Honesty contract. A strict deny is prevention (sync -EPERM, the exec never runs — surfaced to the user as the failed command) vs session’s kill (reactive, post-exec); the two are never conflated, and the guarantee label is always per-rung as the layering evolves (A → A+ → …). Wiring note: the in-kernel block IS enforced + the user sees the failed exec, but the daemon doesn’t yet surface a “prevented” event to subscribers the way warn/kill events surface (the VERDICT_BLOCK ringbuf event is currently informational) — rich prevented-vs-killed telemetry is folded into the metrics/dashboard follow-up, not this rung.

Sandbox: 61-ebpf-profile-strict (A: a watched flagged binary is -EPERM‘d before it runs — rc 126 — vs 60’s kill-after) and, with A+, a watched curl|sh-shape blocked pre-exec. Bench: a strict column in 57-ebpf-overhead (the deny-map lookup, then the argv read).

Open questions

  • WATCH scope via the fork-hook mark vs a per-session cgroup (delegation cost).
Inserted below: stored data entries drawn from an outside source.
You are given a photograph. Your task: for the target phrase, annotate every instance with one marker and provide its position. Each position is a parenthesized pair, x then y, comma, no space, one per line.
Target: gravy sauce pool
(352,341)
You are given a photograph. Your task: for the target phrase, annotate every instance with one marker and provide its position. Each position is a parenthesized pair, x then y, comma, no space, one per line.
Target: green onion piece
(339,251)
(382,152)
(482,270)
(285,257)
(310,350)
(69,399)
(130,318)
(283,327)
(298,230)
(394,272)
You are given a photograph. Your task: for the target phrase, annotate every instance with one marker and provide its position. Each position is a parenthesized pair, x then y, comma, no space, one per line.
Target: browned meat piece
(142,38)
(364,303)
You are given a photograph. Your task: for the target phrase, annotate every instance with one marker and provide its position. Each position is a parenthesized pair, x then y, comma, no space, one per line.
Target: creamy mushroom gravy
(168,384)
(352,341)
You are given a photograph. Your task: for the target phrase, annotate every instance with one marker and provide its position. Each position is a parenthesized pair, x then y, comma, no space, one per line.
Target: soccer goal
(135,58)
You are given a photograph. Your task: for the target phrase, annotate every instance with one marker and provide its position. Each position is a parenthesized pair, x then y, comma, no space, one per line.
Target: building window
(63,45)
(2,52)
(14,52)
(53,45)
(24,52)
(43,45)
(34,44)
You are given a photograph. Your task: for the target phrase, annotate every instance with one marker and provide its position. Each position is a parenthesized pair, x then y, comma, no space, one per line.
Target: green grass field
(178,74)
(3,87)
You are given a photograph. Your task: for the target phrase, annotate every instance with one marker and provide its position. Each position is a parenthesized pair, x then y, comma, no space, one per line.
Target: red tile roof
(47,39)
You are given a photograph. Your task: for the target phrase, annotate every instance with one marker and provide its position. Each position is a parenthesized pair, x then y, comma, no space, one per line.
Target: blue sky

Start with the mark (no new infra).
  • lockdown watchdog: in-daemon timer + restart-sweep, or a separate minimal supervisor that survives daemon restarts?
  • smart load signal source: classify-queue depth, run-queue, or a configured budget? (Decide by Phase-5 measurement.)
  • Whether smart should learn (ML) the routing or stay a heuristic policy (start heuristic — predictable + testable).

See also

  • docs/operator-workflow.md — threat model + the enforcement-depth bullet.
  • docs/benchmarking.md — the per-mode overhead numbers + the trace_execve removal.
  • atty-guard/ebpf/atty_guard.bpf.c — the LSM hook + the fork/exit + AF_ALG tracepoints.